West Nile Virus Risk – The regions most advanced in degree-day accumulations for Culex tarsalis, the vector for West Nile Virus, are shown in the map below. As of August 13 2017, areas highlighted in red on the map below have accumulated sufficient heat for C. tarsalis to fly. Areas highlighted in red, orange and even yellow will have C. tarsalis flying so wear your DEET to stay protected!
The Public Health Agency of Canada posts information related to West Nile Virus in Canada. In 2016, 104 human clinical cases of West Nile Virus were reported. The map of clinical cases of West Nile Virus in Canada in 2017 is updated through the summer and three cases of viral West Nile have been reported so far (as of August 5, 2017). All cases were reported from Ontario (in Timiskaming and Windsor-Essex).
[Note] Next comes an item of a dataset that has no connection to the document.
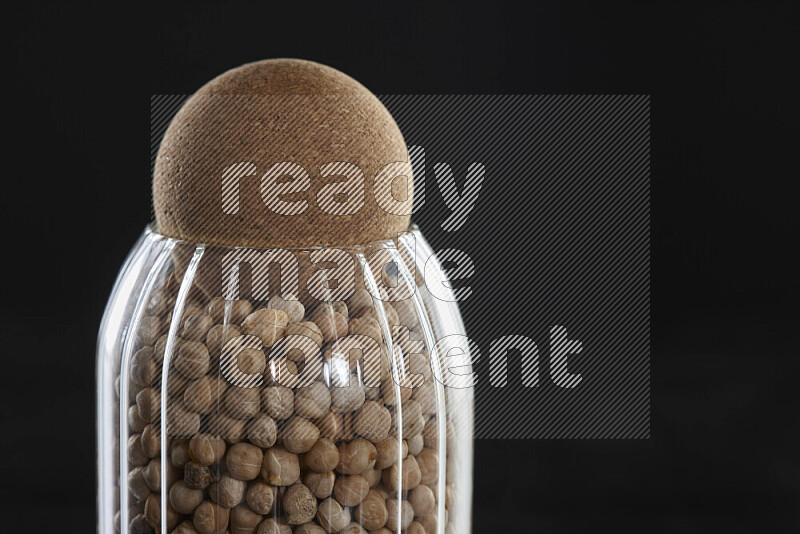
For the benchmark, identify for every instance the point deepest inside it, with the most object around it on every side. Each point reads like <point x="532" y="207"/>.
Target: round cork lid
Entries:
<point x="283" y="153"/>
The Canadian Wildlife Health Cooperative compiles and posts information related to their disease surveillance for West Nile Virus in birds. As of August 17, 2017, 1113 birds were examined and 48 have tested positive for West Nile virus; one from Saskatchewan, two from Manitoba, 13 from Ontario, and 32 from Quebec. The Public Health Agency of Canada also monitors and posts updates on the status of WNV in Mosquitoes. As of July 22, 2017, Quebec, Ontario, Manitoba and Saskatchewan have reports of positive mosquito pools of West Nile Virus. A total of 47 positive mosquito pools have been found:
33 from Ontario [Peel Regional (5), Toronto (6), Halton(5), Haliburton-Kwartha-Pine Ridge District(1), Simcoe Muskoka District (1), Windsor-Essex County (6), Eastern Ontario (1), Durham Reginal (1), Hamilton (1), Haliburton-Kawarta-Pine Ridge district (1), Hastings and Prince Edward Countries (2), and York Regional (3)];
11 from Manitoba [(Winnipeg (3), Southern (2), Interlake eastern (1), and Prairie Mountain(5)];
This week’s Insect of the Week is the bronzed blossom pollen beetle. They feed on canola and oilseed rape, mustards, bittercress, rockcress, wild radish and dogmustard. They are not known to be established in Western Canada, but are present in Nova Scotia, PEI and Quebec. Adult females lay clusters of 2 to 3 eggs in developing buds and can lay up to 250 eggs in one summer. Once the eggs hatch, larva enter developing flower buds to feed. This feeding can reduce seed production by up to 70%!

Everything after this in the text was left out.